All that effort, and god knows how many hours struggling to study for four years, all for one goal:
To attend Annapolis.
Problem was Annapolis had a presidential fitness test too. And I failed it bad.
I could do everything except throw a simple medicine ball overhead with both hands.
I came nowhere close to the minimum standards. Problem was the coaches back then discouraged long distance runners from bulking up with weights. My arms were noodles.
But the Presidential fitness test taught me the secret. Practice until you physically can’t.
Months I spent on the basketball court in my knees throwing the MF’n medicine ball. I just kept throwing until my knees started to bleed.

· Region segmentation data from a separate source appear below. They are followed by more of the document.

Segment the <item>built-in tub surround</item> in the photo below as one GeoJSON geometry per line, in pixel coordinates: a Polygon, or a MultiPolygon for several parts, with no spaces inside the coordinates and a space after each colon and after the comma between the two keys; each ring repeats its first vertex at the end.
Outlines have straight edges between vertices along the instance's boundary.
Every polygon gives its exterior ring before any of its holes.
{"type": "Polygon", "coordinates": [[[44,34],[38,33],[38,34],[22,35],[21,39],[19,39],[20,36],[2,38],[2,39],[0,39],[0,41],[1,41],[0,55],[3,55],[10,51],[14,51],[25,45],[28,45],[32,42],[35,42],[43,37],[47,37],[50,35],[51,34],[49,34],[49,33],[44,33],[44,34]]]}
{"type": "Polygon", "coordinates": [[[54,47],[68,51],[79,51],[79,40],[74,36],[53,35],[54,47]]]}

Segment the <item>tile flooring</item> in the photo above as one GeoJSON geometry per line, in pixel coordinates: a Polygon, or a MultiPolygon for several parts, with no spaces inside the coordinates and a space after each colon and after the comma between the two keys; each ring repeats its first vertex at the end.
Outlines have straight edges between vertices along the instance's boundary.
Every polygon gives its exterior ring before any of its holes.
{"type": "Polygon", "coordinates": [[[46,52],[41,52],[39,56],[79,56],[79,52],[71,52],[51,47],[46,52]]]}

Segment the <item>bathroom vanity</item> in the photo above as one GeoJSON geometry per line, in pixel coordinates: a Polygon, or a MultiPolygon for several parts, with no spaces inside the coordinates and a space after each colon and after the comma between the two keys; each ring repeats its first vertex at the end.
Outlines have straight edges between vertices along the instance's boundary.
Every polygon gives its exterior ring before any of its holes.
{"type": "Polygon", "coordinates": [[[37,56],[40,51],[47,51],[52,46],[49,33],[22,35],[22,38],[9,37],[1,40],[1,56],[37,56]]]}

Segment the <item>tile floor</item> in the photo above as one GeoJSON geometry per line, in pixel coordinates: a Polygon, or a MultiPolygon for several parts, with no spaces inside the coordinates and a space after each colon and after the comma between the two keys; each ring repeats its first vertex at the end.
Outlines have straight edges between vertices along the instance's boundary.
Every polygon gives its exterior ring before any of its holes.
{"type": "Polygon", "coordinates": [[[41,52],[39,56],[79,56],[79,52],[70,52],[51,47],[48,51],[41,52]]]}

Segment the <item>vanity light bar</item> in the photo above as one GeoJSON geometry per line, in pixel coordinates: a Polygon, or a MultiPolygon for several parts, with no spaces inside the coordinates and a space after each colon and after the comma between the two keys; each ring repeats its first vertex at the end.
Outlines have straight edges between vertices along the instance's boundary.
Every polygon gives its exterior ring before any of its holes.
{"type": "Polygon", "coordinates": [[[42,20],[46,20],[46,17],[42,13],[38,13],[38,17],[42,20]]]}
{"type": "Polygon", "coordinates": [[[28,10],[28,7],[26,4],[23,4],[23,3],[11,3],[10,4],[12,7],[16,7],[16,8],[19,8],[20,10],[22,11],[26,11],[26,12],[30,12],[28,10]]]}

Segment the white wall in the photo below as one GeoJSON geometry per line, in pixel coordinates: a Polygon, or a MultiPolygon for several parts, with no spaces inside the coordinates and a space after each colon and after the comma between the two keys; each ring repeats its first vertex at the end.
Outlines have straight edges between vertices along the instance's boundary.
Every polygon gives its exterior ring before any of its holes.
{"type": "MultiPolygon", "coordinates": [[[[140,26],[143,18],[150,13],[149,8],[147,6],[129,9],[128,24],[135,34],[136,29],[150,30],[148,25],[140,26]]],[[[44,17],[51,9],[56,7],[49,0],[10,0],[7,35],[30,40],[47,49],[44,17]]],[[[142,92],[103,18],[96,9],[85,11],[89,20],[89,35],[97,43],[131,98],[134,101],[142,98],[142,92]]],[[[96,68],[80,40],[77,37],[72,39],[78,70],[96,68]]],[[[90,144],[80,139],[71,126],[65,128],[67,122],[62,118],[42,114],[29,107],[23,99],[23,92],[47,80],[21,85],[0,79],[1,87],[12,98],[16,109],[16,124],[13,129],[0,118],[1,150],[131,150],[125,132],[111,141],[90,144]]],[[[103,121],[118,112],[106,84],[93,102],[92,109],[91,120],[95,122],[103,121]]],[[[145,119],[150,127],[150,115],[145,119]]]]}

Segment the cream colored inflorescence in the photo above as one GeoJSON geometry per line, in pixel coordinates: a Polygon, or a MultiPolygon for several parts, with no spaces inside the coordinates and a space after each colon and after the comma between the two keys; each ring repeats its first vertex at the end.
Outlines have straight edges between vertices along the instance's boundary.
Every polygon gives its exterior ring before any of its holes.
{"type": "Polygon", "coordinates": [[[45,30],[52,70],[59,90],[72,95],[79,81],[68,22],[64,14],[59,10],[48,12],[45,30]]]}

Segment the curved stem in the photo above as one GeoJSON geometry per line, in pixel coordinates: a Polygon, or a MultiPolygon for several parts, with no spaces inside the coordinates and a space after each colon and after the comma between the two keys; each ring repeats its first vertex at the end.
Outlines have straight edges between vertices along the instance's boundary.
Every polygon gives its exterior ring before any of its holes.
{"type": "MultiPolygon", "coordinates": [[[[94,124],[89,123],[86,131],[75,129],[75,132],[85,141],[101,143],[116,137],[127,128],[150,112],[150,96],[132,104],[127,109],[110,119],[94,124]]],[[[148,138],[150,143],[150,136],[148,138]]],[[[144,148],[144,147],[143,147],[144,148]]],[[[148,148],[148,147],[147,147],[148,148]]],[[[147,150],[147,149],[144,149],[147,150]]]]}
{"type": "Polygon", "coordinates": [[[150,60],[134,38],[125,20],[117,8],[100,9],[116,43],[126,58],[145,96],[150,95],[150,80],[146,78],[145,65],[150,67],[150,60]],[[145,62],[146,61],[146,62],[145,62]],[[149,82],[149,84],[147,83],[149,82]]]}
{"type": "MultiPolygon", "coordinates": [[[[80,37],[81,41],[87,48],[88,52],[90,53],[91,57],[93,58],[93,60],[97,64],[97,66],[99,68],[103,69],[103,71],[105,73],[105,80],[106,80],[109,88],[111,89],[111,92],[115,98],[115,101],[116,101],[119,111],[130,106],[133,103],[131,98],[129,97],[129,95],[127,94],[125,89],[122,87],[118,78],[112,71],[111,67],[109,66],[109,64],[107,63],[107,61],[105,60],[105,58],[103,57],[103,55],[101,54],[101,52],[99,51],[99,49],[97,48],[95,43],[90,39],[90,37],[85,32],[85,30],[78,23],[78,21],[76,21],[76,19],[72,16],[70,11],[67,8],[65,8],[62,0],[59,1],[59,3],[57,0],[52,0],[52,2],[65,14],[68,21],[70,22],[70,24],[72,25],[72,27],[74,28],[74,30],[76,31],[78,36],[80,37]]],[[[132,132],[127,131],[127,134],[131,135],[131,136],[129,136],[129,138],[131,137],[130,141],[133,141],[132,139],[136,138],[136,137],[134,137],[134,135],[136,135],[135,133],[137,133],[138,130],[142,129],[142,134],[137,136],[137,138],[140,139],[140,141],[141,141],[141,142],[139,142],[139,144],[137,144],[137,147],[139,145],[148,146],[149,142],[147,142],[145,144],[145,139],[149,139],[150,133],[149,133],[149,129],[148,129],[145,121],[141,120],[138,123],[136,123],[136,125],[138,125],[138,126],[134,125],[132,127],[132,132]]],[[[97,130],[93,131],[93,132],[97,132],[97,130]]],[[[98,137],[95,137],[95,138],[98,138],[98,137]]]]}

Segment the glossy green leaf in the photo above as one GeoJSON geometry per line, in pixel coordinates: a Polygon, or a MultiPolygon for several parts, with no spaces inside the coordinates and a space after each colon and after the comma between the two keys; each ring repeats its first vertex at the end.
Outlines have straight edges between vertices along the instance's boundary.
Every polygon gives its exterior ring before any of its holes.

And I passed. And I got I to Annapolis.
I want to say I lived happily ever after.
I did not. My life went horribly wrong.
2/4
Most of my classmates didn’t enjoy being in Annapolis but I loved every second.
It was far from easy but I tried out and was accepted to the varsity sailing team.
Studying was still painful but I got to sail and had a purpose in life. I loved it.
The Dad got terminally ill with cancer from Vietnam.
My little brother was only 12, I had two other siblings and mom worked two jobs.
There’s a lot more to the story but soon I found myself in the Superintendent’s office where the 4 star Admiral said “you’ll thank me later for sending you home to spend the last days with your dad.”
I was devastated and, to this day I’m still not happy he did that.
I enrolled in @MaritimeCollege, a Merchant Marine academy close to home. It was much harder. The school wasn’t hard to get into but had the highest attrition rate in the nation.
It took 160 credits to graduate and I had to help at home and I had to work nights to pay tuition. It was brutal. Worse was it was so hard I couldn’t find time for the sailing team.
I would like to say I was a model kid. I would like to say I breezed through.
Nope.
I had a lot of anger from my hero dying which resulted in a lot of demerits (I held the record at one point) and drinking.
But I never gave up. No matter how many hours they made me chip paint in the bulge to work off demerits or whatever the attempt to fail me out (teacher were proud of contributing to the attrition rate with Fs) I remembered that rope climb and kept hanging on.